There were 222 households, out of which 38.3% had children under the age of 18 living with them, 67.1% were married couples living together, 3.6% had a female householder with no husband present, and 25.2% were non-families. 19.4% of all households were made up of individuals, and 8.1% had someone living alone who was 65 years of age or older. The average household size was 2.71 and the average family size was 3.11.

In the township the population was spread out, with 28.4% under the age of 18, 5.0% from 18 to 24, 24.8% from 25 to 44, 29.2% from 45 to 64, and 12.6% who were 65 years of age or older. The median age was 39 years. For every 100 females, there were 102.7 males. For every 100 females age 18 and over, there were 99.5 males.
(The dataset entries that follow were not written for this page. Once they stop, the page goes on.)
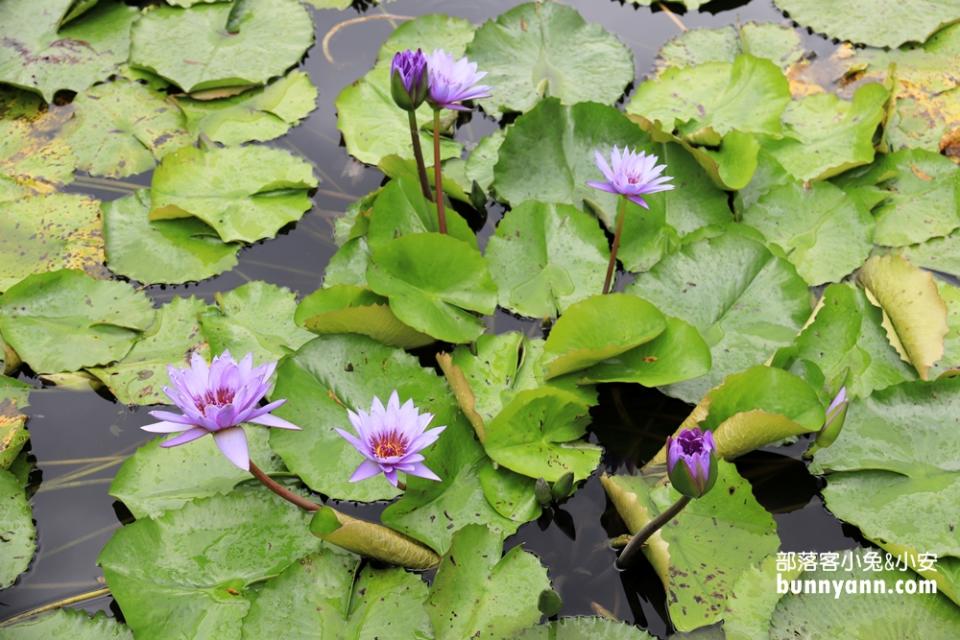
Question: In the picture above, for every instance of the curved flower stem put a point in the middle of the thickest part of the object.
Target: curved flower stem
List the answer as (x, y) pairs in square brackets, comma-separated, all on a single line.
[(282, 491), (632, 550), (418, 154), (438, 179), (612, 265)]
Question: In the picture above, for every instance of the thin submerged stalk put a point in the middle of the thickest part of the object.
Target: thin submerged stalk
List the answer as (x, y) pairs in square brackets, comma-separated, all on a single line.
[(438, 178), (418, 155), (612, 265)]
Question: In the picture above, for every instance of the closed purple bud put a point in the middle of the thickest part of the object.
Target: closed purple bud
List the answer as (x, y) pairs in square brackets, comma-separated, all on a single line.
[(408, 79), (692, 462)]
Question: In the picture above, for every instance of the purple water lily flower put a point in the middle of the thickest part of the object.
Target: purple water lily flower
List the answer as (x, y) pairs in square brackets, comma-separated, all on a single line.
[(692, 462), (391, 439), (216, 400), (453, 81), (408, 79), (631, 174)]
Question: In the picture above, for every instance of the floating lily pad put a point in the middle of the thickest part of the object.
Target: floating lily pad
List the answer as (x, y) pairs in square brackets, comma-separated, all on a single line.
[(538, 434), (700, 554), (192, 48), (154, 480), (46, 233), (190, 571), (894, 465), (351, 309), (67, 623), (65, 320), (433, 282), (775, 42), (260, 114), (244, 193), (915, 315), (163, 251), (254, 318), (478, 594), (140, 376), (548, 155), (745, 302), (537, 50), (36, 54), (120, 128), (546, 257), (825, 233), (878, 23), (825, 136), (914, 194), (19, 535)]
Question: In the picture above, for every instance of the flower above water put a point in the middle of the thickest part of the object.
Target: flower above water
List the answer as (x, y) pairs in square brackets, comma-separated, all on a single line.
[(408, 79), (692, 462), (631, 174), (216, 400), (391, 439), (453, 81)]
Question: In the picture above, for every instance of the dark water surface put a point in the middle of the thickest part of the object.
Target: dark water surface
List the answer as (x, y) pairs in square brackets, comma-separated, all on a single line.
[(79, 438)]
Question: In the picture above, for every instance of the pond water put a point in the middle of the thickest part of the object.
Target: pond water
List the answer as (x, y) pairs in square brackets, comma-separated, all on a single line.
[(79, 438)]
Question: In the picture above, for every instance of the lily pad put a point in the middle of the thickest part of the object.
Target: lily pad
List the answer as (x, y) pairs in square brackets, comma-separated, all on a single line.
[(163, 251), (140, 376), (244, 193), (915, 315), (878, 23), (254, 318), (36, 54), (67, 623), (46, 233), (478, 594), (895, 463), (700, 554), (538, 434), (190, 571), (65, 320), (351, 309), (745, 302), (914, 194), (825, 233), (19, 536), (193, 49), (433, 282), (825, 135), (546, 257), (536, 50), (260, 114), (121, 128)]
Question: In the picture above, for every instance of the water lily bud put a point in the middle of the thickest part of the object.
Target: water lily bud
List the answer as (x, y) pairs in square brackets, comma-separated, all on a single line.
[(408, 79), (692, 462)]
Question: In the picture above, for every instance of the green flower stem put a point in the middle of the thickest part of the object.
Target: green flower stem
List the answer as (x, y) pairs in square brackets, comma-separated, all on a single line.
[(418, 154), (437, 178), (612, 265), (632, 550)]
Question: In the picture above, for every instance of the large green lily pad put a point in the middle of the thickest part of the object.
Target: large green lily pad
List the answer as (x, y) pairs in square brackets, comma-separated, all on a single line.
[(190, 571), (745, 301), (36, 54), (46, 233), (536, 50), (121, 128), (193, 49), (140, 376), (546, 257), (878, 23), (65, 320), (244, 193), (162, 251)]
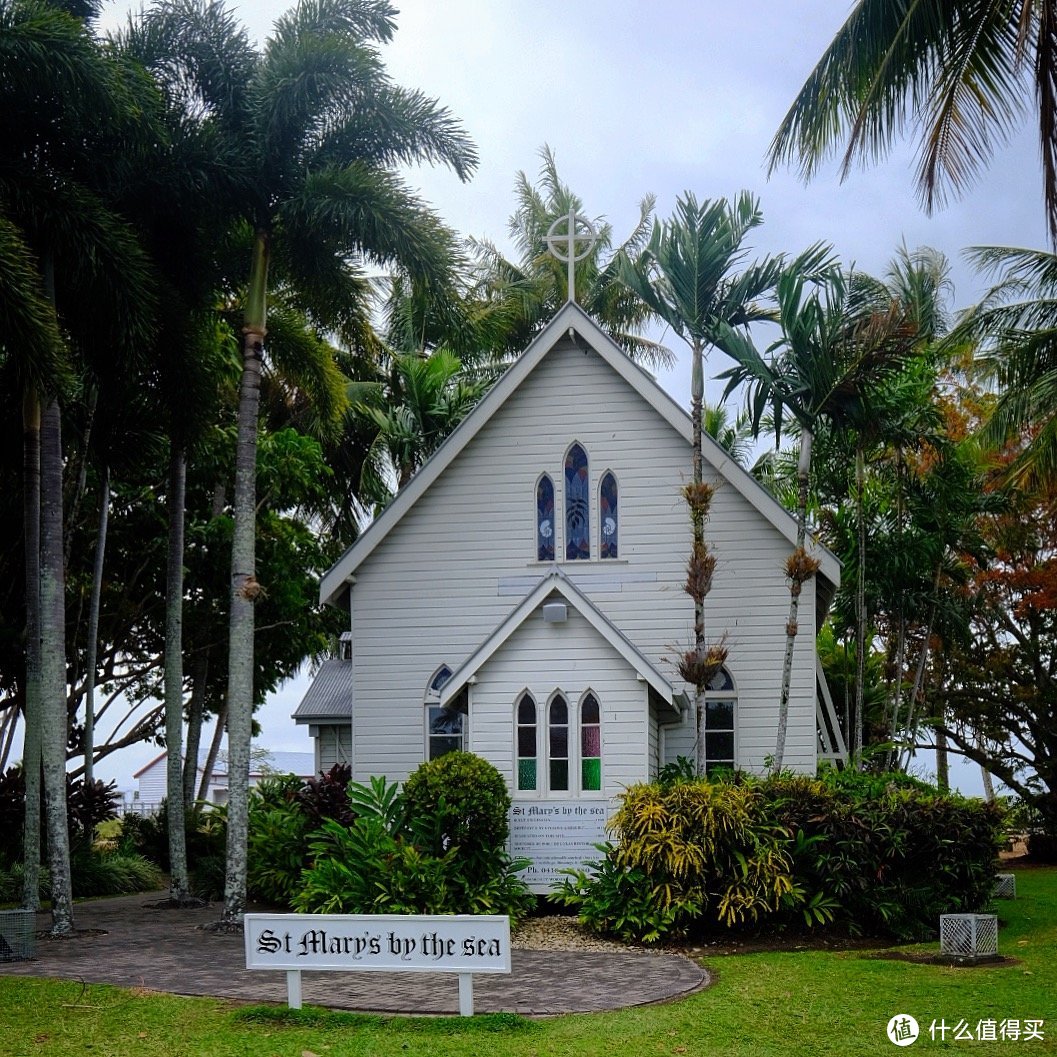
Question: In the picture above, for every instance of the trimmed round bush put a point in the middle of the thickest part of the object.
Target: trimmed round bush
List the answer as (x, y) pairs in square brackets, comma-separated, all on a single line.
[(459, 800)]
The median income for a household in the township was $63,542, and the median income for a family was $73,365. Males had a median income of $77,708 versus $41,875 for females. The per capita income for the township was $37,396. About 1.6% of families and 3.7% of the population were below the poverty line, including 8.5% of those under age 18 and 8.7% of those age 65 or over.